Lire l’histoire de chacune des huit dynasties marocaines, la durée de leurs règnes, leurs réalisations, et les monuments qu’elles ont construites (et détruites), s’avéra suffisant pour comprendre les 1200 années d’histoire d’un Maroc continuellement indépendant – une d’indépendance qui fut interrompu par un protectorat de 44 ans au début duquel le maréchal Hubert Lyautey a pris Oujda – je doute que c’était pour son amour de la musique Gharnati.

En lisant les journaux personnels tenus par les voyageurs parmi les écrivains cités ci-dessus, un témoignage récurrent apparaît, à savoir celui de la cohabitation entre peuples de différentes races et confessions, de l’ouverture à l’égard des étrangers et de la relation symbiotique entre la classe dirigeante et le peuple, comme l’atteste le livre « Morocco As It Is », de Stephen Bonsal, publié en 1893.

Le classement des dynasties basé sur les témoignages de leurs niveaux de tolérance, leur acceptation et leur protection des minorités, montre qu’à partir du règne des Mérinides (1244 à 1465), la situation des minorités s’améliorât considérablement – en fait, en 1438, les Mérinides construisirent le premier Mellah près du palais de Fès afin de garantir la protection de la communauté juive.

En 1492, à la suite de l’expulsion des Juifs d’Espagne, les Wattassids (1472 à 1554) autorisèrent 30 000 Juifs Sépharades à s’établir au Maroc, et plus tard, après 1526, Abu al Abbas Ahmad ben Muhammad Wattassi autorisa les Juifs islamisés à revenir à leur religion.

Pendant le règne de la dynastie Saadi (1554 à 1659), les Juifs fournirent aux souverains le soutien financier nécessaire pour que ceci puissent consolider leur règne et stabiliser le Maroc – la victoire d’Abou Marwan Abd al-Malik Ier sur les Portugais était jusqu’à récemment célébrée comme jour de fête par la communauté juive.

C’est cependant sous le règne des Alaouites (1666 à nos jours) qu’un nouvel âge d’or débuta pour les minorités.
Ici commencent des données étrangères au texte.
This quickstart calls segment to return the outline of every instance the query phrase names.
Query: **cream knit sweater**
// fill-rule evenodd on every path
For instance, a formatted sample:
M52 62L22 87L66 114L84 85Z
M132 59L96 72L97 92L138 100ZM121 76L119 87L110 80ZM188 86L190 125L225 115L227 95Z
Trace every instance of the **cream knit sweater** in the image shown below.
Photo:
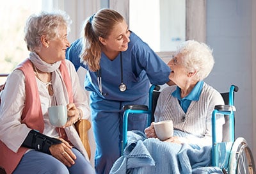
M177 86L168 86L161 92L154 113L155 122L172 120L175 129L190 134L186 136L189 143L211 145L211 117L216 105L224 104L221 95L212 87L204 84L198 101L192 101L185 113L178 99L172 95ZM183 122L182 117L186 120ZM217 141L222 139L223 116L217 116Z

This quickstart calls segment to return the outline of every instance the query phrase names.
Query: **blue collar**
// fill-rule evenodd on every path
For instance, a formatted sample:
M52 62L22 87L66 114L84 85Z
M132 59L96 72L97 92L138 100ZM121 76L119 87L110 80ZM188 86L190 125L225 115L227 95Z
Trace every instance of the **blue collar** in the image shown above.
M202 89L203 88L203 85L204 81L198 82L189 94L183 99L180 98L180 88L179 86L177 86L176 90L174 91L172 95L179 100L187 99L189 100L198 101L202 92Z
M189 94L182 99L180 98L180 88L178 86L177 86L176 90L172 93L172 96L178 99L179 103L185 113L187 113L192 101L198 101L199 100L203 85L204 81L198 82Z

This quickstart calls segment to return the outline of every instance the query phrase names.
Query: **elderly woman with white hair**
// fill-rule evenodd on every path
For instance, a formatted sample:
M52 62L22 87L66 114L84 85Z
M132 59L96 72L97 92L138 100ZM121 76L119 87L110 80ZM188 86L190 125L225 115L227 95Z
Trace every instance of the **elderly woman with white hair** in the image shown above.
M212 51L204 43L184 42L168 63L169 78L176 85L161 91L154 113L155 122L172 120L174 136L165 141L211 145L211 116L216 105L224 104L219 92L204 82L212 69ZM222 139L224 118L217 121L218 141ZM157 138L154 123L145 129L148 138Z

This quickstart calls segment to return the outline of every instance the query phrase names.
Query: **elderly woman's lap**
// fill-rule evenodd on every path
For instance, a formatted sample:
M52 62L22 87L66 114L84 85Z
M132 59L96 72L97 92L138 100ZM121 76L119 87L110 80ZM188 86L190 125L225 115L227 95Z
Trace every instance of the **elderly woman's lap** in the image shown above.
M94 173L93 168L82 154L74 148L72 150L77 159L71 168L51 155L32 150L24 155L13 173Z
Mohammed ben Abdallah qui régna de 1745 à 1757 relança la ville d’Essaouira et invita les juifs et les anglais à y commercer et à lancer une période fertile de commerce au Maroc, et entre le Maroc et l’Europe, tel que décrit dans le livre « Les Courtisans Juifs Des Sultans Marocains XIIIe – XVIIIe » par Nicole Serfaty, publié en 1999.

Les Alaouites ont non seulement renforcé, mais continuent à ce jour à soutenir le Beit Din – le tribunal rabbinique autonome qui régit les affaires religieuses telles que le mariage, le divorce et l’héritage dans la communauté juive au Maroc – voir  « The Mellah Society – Jewish Community Life in Sherifian Morocco » de Shlomo Deshen, publié en 1989.

Bien sûr, certaines dynasties ont traité leurs minorités avec mépris et discrimination allant jusqu’à la criminalité étatique – Heureusement, celles-ci ont été remplacées par des dynasties plus tolérantes et plus justes. Incidemment, pour ceux qui voient le monde à travers les chiffres, les statistiques montrent que le règne des dynasties qui ont été injustes et cruelles envers leurs minorités (et leur propre peuple) était relativement court, alors que celui des dynasties qui traitaient leurs sujets avec justice et dignité était considérablement long.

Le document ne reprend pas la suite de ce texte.